The European Union is preparing to loosen its merger control rules in what could become the biggest regulatory change in the region. The draft reform aims to help firms grow large enough to compete globally, especially against major rivals from the US and China.

According to draft guidelines seen by the Financial Times, the European Commission will place greater emphasis on innovation, investment, and the resilience of the internal market when assessing proposed mergers. It marks a shift from the existing approach, which focuses mainly on how a deal might affect consumers and pricing.

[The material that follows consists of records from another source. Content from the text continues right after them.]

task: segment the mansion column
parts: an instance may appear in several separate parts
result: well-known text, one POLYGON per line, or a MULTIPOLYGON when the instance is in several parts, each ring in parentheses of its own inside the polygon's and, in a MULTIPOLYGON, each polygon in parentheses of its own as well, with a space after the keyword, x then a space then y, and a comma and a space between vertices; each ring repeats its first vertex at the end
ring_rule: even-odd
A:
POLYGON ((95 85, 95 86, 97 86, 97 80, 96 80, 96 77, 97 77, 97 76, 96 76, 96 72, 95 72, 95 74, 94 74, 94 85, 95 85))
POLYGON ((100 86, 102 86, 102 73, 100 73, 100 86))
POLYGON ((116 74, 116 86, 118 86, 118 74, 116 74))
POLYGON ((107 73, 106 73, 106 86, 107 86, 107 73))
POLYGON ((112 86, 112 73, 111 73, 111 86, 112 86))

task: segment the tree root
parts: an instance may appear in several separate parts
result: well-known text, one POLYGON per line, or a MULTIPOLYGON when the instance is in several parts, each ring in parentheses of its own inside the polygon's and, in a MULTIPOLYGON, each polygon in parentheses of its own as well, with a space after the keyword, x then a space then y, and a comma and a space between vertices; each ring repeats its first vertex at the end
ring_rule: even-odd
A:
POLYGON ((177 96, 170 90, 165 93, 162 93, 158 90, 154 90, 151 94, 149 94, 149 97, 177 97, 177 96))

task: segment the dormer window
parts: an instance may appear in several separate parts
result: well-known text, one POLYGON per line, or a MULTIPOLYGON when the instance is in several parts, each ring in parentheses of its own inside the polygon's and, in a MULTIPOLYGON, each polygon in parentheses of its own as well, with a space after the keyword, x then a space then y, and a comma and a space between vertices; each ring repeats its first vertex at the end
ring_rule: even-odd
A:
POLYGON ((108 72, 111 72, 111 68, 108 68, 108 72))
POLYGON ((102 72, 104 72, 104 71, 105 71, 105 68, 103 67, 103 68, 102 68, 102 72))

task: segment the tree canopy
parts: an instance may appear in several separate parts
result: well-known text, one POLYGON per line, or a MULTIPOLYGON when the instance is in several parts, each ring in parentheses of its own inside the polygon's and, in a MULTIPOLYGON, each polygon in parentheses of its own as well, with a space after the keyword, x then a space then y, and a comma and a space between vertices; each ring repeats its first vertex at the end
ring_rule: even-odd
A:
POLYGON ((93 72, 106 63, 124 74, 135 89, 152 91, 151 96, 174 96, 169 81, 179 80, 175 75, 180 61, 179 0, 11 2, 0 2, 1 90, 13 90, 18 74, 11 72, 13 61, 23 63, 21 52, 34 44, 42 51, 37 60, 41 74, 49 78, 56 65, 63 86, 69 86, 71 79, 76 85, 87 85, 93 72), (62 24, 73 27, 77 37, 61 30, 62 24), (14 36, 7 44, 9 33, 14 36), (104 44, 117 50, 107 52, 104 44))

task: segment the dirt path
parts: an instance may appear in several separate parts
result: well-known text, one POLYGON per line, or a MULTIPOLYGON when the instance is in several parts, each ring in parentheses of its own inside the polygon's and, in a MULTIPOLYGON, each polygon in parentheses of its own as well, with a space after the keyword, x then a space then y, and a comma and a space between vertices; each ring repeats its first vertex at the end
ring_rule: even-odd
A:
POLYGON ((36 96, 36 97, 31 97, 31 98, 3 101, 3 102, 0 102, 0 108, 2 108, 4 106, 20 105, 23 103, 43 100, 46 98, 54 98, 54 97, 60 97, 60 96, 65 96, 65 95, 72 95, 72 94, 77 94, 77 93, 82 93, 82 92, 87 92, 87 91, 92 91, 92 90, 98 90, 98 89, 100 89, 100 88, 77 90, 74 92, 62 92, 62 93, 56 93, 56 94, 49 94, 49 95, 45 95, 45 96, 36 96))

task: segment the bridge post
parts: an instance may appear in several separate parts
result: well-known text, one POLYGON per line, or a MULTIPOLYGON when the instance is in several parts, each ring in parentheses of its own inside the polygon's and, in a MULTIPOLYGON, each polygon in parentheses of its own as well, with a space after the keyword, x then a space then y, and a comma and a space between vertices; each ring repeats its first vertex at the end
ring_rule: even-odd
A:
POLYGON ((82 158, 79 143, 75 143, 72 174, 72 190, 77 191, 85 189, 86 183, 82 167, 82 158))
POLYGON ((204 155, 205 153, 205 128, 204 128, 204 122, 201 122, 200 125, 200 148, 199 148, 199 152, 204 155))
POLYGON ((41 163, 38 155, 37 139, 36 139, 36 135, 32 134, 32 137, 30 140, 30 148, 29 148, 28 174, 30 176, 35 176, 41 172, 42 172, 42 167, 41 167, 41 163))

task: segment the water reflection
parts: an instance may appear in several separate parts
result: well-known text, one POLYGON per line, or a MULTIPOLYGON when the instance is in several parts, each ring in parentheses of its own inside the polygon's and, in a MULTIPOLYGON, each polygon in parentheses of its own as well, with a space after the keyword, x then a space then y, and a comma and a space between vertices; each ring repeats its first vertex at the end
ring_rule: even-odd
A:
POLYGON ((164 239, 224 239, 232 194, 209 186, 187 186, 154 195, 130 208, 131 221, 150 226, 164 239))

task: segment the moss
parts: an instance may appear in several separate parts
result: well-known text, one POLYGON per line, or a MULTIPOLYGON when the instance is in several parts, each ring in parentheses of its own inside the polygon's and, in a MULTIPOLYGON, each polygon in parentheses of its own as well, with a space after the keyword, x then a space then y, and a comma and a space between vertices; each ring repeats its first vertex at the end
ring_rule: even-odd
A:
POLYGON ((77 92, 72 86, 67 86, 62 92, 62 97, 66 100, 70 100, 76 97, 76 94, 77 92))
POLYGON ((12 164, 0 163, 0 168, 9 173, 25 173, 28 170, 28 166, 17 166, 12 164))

Most recently, GBE Brokers agreed to acquire JFD Group’s EU CFD client book and associated funds, in an eight‑figure asset deal that neatly illustrates classic retail FX/CFD consolidation. A Germany‑focused, BaFin‑regulated broker is effectively rolling up another player’s CFD portfolio, instantly adding scale, balances, and regional reach without having to build that franchise organically.

FX and CFD Consolidation Accelerates

Stepping back to 2025, the merger between prop firm FuzeTraders and Kubera Markets shows a different path to scale: pulling a prop trading outfit into the orbit of a CFD broker. Announced around May 2025 and then built out across the year, the deal created a hybrid structure where funded‑trader style prop activity and CFD brokerage live under one, more recognisable umbrella brand.

EU‑facing FX/CFD Brokers Quietly Building “European Champions”

Additionally, Interactive Brokers quietly migrated its EU and Central/Eastern European clients into its Irish entity, turning Ireland into the single booking centre for its FX/CFD and wider multi‑asset offering in the EU.

The groundwork for that consolidation was laid in late 2023, when Interactive Brokers announced it would merge its Hungarian firm IBCE into its Irish unit IBIE and centralize EU operations there. The legal merger, completed in 2024, brought equities, options, futures, bonds, FX and CFDs for EU clients under a single Irish‑licensed broker, simplifying the group’s structure while preserving its broad multi‑asset scope.

Read more: Interactive Brokers Centralizes European Operations in Ireland amid Expansion

An EU official said the new rules represent “an ambitious approach that reflects the realities of increasingly challenging global competition.” The guidelines reflect the priorities of the current Commission mandate—more scale and ambition in building globally competitive firms.

Balancing Competitiveness and Consumer Interests

Commission President Ursula von der Leyen has urged regulators to support companies that are trying to expand internationally. The draft notes that the “growth and scaling-up of firms” can be pro-competitive, suggesting that consolidation may strengthen supply chains and secure critical inputs for production.

Even with those concerns, the guidelines maintain that protecting effective competition remains the primary objective. The reforms call for a broader understanding of what makes markets competitive, especially in sectors where both innovation and scale are vital to success.

The draft text has yet to be finalized, and further debate is expected before formal adoption. If approved, the changes would signal a major policy shift in how Brussels views corporate consolidation within Europe.